Here are some functions, that I looked through, might be useful for someone, who'd like to look into this issue.
static PyObject *
builtin_len(PyModuleDef *module, PyObject *obj)
/*[clinic end generated code: output=8e5837b6f81d915b input=bc55598da9e9c9b5]*/
    Py_ssize_t res;

    res = PyObject_Size(obj);
    if (res < 0 && PyErr_Occurred())
        return NULL;
    return PyLong_FromSsize_t(res);
PyObject_Size(PyObject *o)
    m = o->ob_type->tp_as_sequence;
    if (m && m->sq_length)
        return m->sq_length(o);
static PySequenceMethods Array_as_sequence = {
    Array_length,                               /* sq_length; */
static Py_ssize_t
Array_length(PyObject *myself)
    CDataObject *self = (CDataObject *)myself;
    return self->b_length;
msg259606 - (view) Author: Martin Panter (martin.panter) * (Python committer) Date: 2016-02-05 00:53
I can’t really comment on the patch, but I’m a bit worried that this is not the purpose of the b_length field.
msg259624 - (view) Author: Eryk Sun (eryksun) * (Python triager) Date: 2016-02-05 03:46
You can't reassign the array object's __class__, and you can't modify the array type itself, so I think modifying the internal b_length field of the object is a confused result. 

Even if you ignore this confusion, it's still not as simple as using the size in bytes as the length. That's what b_size is for, after all. The array length is the new size divided by the element size, which you can get from PyType_stgdict(dict->proto)->size. Also, you'd have to ensure it's only updating b_length for arrays, i.e. ArrayObject_Check(obj), since it makes no sense to modify the length of a simple type, struct, union, or [function] pointer.
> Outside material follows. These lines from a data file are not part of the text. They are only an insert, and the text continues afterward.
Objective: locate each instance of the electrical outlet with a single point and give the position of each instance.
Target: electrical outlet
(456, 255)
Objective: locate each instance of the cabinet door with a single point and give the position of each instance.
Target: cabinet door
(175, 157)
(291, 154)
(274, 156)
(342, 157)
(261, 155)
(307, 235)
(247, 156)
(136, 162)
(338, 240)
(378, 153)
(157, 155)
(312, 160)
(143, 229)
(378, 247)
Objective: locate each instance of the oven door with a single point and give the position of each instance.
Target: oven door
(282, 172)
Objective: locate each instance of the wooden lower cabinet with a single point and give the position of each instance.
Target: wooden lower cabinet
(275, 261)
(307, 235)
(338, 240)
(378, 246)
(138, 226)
However, I don't think this result is worth the confusion. ctypes buffers can grow, but arrays have a fixed size by design. There are already ways to access a resized buffer. For example, you can use the from_buffer method to create an instance of a new array type that has the desired length, or you can dereference a pointer for the new array type. So I'm inclined to close this issue as "not a bug".

Be careful when resizing buffers that are shared across objects. Say you resize array "a" and share it as array "b" using from_buffer or a pointer dereference. Then later you resize "a" again. The underlying realloc might change the base address of the buffer, while "b" still uses the old address. For example:

    >>> a = (ctypes.c_int * 5)(*range(5))
    >>> ctypes.resize(a, 4 * 10)
    >>> b = ctypes.POINTER(ctypes.c_int * 10)(a)[0]
    >>> ctypes.addressof(a)
    >>> ctypes.addressof(b)
    >>> b._b_needsfree_ # b doesn't own the buffer
    >>> b[:] # the reallocation is not zeroed
    [0, 1, 2, 3, 4, 0, 0, 32736, 48, 0]

Here's the problem to keep in mind:

    >>> ctypes.resize(a, 4 * 1000)
    >>> ctypes.addressof(a)
    >>> ctypes.addressof(b)
    >>> b[:] # garbage; maybe a segfault
    [1771815800, 32736, 1633841761, 540763495, 1652121965,
     543236197, 1718052211, 1953264993, 10, 0]
msg259638 - (view) Author: Tamás Bence Gedai (beng94) * Date: 2016-02-05 08:29
Thanks for the remarks, I think the issue can be closed as well.
msg259639 - (view) Author: Dustin Oprea (Dustin.Oprea) Date: 2016-02-05 08:40
I'm closing it. The ticket has been open two-years and no one else seemed to be interested in this issue until now, which leads me to believe that it's a PEBCAK/understanding issue. The rationale for why it's irrelevant seems sound. Thanks for digging through the code, Tamás. Thank you for your comments, Martin and Eryk.